The only reason I haven't already done this is I have tried to make PySR/SymbolicRegression.jl completely invariant to the choice of operator, rather than have any specific "preference" or special behavior for some. In other words, I have tried to make the operators + and * no different from if a user defines myplus(x, y) = x+y and mymult(x, y) = x*y. This is so that it as flexible as possible – and if it can correctly recover a linear relation with this, it shows it is doing it with as little of a prior as possible, purely by evolving it.
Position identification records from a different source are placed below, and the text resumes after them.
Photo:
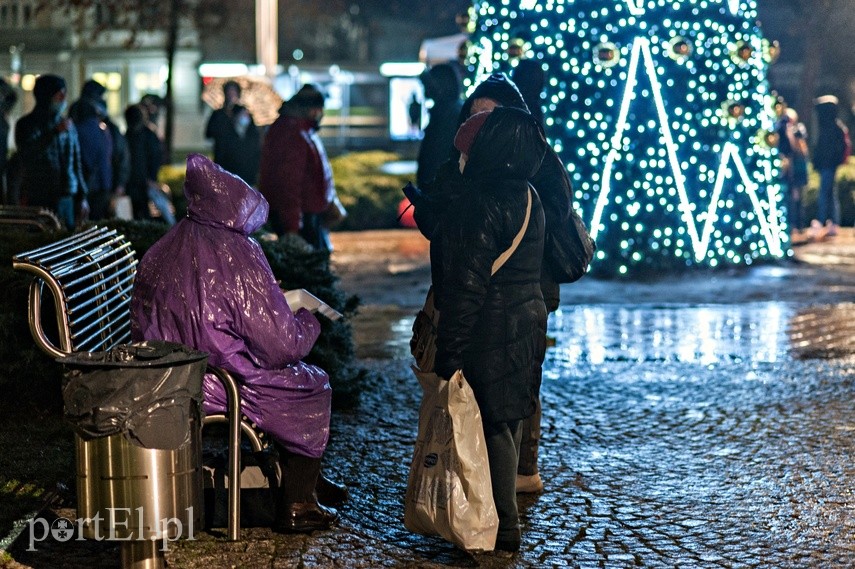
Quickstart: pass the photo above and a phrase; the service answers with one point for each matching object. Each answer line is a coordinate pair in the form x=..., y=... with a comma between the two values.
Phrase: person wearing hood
x=208, y=285
x=237, y=141
x=92, y=94
x=493, y=325
x=442, y=86
x=296, y=175
x=146, y=155
x=568, y=249
x=831, y=150
x=51, y=173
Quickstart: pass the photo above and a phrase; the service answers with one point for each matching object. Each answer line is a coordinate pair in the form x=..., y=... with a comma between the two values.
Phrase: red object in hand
x=405, y=214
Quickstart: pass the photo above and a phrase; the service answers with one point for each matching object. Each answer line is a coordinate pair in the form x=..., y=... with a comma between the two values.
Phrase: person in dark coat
x=93, y=92
x=8, y=97
x=96, y=153
x=831, y=150
x=145, y=154
x=565, y=232
x=296, y=175
x=493, y=327
x=51, y=174
x=443, y=87
x=237, y=140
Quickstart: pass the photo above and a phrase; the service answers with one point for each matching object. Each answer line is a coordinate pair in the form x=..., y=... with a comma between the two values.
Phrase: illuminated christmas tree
x=661, y=111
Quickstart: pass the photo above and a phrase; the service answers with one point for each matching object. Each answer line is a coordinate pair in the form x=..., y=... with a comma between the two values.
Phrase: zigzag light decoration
x=659, y=109
x=700, y=245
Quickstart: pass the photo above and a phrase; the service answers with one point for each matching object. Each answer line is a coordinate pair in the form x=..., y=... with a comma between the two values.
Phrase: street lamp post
x=266, y=35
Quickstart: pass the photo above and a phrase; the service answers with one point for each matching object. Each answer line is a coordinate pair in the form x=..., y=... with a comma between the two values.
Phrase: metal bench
x=31, y=218
x=90, y=278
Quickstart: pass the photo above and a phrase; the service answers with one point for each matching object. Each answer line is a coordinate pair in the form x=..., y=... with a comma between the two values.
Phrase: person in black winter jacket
x=237, y=140
x=145, y=158
x=568, y=248
x=831, y=150
x=92, y=93
x=493, y=327
x=96, y=154
x=51, y=173
x=442, y=85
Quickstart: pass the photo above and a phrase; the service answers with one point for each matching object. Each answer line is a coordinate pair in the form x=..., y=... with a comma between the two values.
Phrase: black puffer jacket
x=51, y=167
x=566, y=233
x=494, y=327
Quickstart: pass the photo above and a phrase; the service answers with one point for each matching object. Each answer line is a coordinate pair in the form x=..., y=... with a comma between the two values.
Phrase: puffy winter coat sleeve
x=469, y=243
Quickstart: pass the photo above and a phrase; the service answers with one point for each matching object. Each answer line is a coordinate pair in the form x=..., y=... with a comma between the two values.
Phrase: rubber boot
x=297, y=508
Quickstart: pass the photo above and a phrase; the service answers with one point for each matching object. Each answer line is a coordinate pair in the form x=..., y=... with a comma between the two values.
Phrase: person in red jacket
x=296, y=176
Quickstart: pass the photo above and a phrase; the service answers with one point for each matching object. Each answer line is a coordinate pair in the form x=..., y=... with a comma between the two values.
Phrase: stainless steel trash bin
x=137, y=413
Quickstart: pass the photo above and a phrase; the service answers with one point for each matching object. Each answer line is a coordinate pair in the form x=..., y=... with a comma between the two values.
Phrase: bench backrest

However I do realise that the vast majority of people are going to be happy if + and * do get special priveleges and can have a smart sort of initialisation. Therefore I would be very happy to consider adding something like this!

Actually a linear regression with 7 variables would be a complexity of 29 (if you are using default options for complexity) – since it is a binary tree with an additional + at each branch.

julia> using SymbolicRegression: Options, Node, compute_complexity

julia> options = Options(binary_operators=(+, *));

julia> x = [Node(Float64; feature=i) for i in 1:7];  # 7 features

julia> A = ones(Float64, 7); b=one(Float64);

julia> A' * x + b  # Create expression
((((((((1.0 * x1) + (1.0 * x2)) + (1.0 * x3)) + (1.0 * x4)) + (1.0 * x5)) + (1.0 * x6)) + (1.0 * x7)) + 1.0)

julia> compute_complexity(A' * x + b, options)
29
MilesCranmer commented 5 months ago

Also if you can make a working example with a different dataset that you can share, that would be much appreciated. It is very weird that it takes 1 hour to evolve a linear equation, perhaps there is something wrong in the hyperparams. Would love to take a look if you can give me an example.

Maltimore commented 5 months ago

Just responding to your last comment, because I didn't make that clear before: I didn't set up the symbolic regression to only evolve linear equations, also a few nonlinear operators were allowed. And I used two-fold cross validation with a 2x2 hyperparameter gridsearch, which all in all means that the SR algorithm was run 8 times I guess. In total that needed roughly an hour to run. I'll see if I can reproduce it with a toy example dataset.

Maltimore commented 5 months ago

I thought a bit about what you said about special privileges of + and *. I like the approach that you want the SR algorithm to be entirely without prior regarding operators. On the other hand, like you said, an end user probably has a certain expectation of what complexity is and some operators "feel" much more complex than others.

One idea I just had: keeping the binary + and * operators unbiased, but creating one special unary (not binary) operator which is just a linear scaling: a combination of a constant c times a previous term. And this special unary scaling operator could have a complexity of zero. The reasoning being that a linear scaling just brings a term on the same scale as other terms or as the output variable, and is not really adding complexity (this is a bit hand-wavy but complexity seems to be not easily definable).